When you ripped your CDs, did you save the .CUE file which the ripping software hopefully gave you? It has similar information to the CD table of contents. Picard has recently gained the ability to use CUE files, though I have not tried this myself. So maybe a third option might be, point Picard at CUE files, and it might look up the MusicBrainz entry as if you had the physical CD present.

Be sure to get all your search terms spelled right. I’ll bet your Così release was not on the HM label, which is related to “Hit Man Records”, and released the Italian Classics in Rock in 1997. You might instead mean French label Harmonia Mundi, with thousands of releases in its MusicBrainz listing.

That said, one tool that might help you is the MusicBrainz advanced query syntax for searches. The top two results for the search:

Cosi fan tutte Artist:"René Jacobs" Label:"Harmonia Mundi"

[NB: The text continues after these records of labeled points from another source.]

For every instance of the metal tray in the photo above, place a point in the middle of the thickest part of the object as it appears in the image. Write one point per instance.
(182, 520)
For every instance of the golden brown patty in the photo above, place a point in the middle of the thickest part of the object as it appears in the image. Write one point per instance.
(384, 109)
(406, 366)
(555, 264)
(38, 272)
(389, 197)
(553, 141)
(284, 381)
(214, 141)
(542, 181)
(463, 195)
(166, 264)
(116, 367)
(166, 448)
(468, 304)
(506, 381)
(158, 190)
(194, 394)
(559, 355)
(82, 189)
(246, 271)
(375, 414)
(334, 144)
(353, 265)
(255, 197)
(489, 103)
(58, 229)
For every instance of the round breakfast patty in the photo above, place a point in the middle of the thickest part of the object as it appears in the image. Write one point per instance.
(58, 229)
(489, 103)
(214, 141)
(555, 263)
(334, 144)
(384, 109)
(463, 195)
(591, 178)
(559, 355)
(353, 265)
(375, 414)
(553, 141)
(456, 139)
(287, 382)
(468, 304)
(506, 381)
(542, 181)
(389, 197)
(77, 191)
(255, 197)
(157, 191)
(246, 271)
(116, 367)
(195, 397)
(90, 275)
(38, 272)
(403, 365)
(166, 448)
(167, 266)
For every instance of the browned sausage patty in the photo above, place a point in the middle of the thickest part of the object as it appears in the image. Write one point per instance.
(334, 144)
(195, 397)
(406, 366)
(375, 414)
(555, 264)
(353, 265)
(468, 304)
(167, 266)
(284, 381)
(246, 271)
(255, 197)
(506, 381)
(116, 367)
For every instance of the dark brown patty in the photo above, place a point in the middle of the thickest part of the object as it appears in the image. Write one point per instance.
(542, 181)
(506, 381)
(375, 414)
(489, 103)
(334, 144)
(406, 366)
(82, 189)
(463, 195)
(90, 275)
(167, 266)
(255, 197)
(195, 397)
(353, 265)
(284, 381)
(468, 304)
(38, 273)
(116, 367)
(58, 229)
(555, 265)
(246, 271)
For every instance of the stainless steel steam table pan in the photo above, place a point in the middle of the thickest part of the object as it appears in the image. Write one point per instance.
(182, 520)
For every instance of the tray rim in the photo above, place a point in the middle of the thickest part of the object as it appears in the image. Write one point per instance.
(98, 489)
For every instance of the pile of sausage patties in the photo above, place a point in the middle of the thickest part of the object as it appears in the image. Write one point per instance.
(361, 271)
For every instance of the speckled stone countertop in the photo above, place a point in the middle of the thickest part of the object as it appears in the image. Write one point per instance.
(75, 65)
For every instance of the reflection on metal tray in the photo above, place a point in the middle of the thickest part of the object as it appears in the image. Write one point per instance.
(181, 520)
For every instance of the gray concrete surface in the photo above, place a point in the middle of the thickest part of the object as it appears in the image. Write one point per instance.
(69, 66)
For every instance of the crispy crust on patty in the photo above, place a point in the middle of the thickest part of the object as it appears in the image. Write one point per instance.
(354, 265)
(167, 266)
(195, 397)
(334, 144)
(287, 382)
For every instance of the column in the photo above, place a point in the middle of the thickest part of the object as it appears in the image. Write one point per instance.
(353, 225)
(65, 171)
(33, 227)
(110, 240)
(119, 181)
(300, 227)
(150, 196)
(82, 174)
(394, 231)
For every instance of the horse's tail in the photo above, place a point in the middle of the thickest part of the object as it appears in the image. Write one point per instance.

  1. release/73e029e Così fan tutte, Harmonia Mundi 951663.65, a 1999 3-CD release by “Mozart; Véronique Gens, Bernarda Fink, Werner Güra, Marcel Boone, Pietro Spagnoli, Graciela Oddone, Concerto Köln, René Jacobs”.
  2. release/16e65f8 Così fan tutte, Harmonia Mundi HMC901663.65, a 1999 3-CD release by “Wolfgang Amadeus Mozart; Graciela Oddone, Pietro Spagnoli, Marcel Boone, Werner Güra, Bernarda Fink, Véronique Gens, Concerto Köln, René Jacobs”.

(There are 322,040 further results, which just goes to show, MusicBrainz doesn’t know when to stop.)

These two releases look similar but not identical. They have the same number of CDs and tracks, but the distribution of tracks to CDs differs: 22+18+17 tracks vs 22+17+18 tracks. They have different cover art and different catalogue numbers. Do either of these match the lengths and counts of the music files you have, and what you remember of the CD packaging?

Those are good questions, but they are different topics, so deserve different answers. The forum software gets impatient with me if I post too many answers in a row, so I will hold off on these other questions until a) they get posted each to their own topic, or b) others respond in this topic.

Budge, you are asking good questions! Please keep up the curiosity, and keep climbing with bleeding fingernails up the learning curve! You are poised to make excellent contributions to MusicBrainz.

Best regards,
—Jim DeLaHunt


No need for coding skills to create a collection. Once you’ve found a release that you want to put in a collection, simply click the “add to a new collection” link, located in the right column of the website:


You’ll be able to give the collection a name (and several other options), and that collection will appear in that same location, above the “Add to a new collection” link, so you can add whatever release you’re looking at to the collection by simply clicking the link. You can create collections at several levels (release, release group, track, artist, etc.)

To the best of my knowledge, this feature does not exist in MB. Hell of an idea, though.

As for your questions about finding the specific release, Jim gave a lot of good info. If I have any difficulty finding the right release, I usually go to the Advanced Search page and use the barcode, if the release has one, or the catalog number. You may still have a few releases to look through, but that should narrow it down. From there, I compare the artwork of the release I have in hand to whatever artwork MB has for each of the releases I’ve narrowed down. This is usually pretty successful, as long as previous editors have provided good artwork and information. If you don’t find a matching specific release, at least you should have found the release group by now (if it exists), and you can add a new release to it.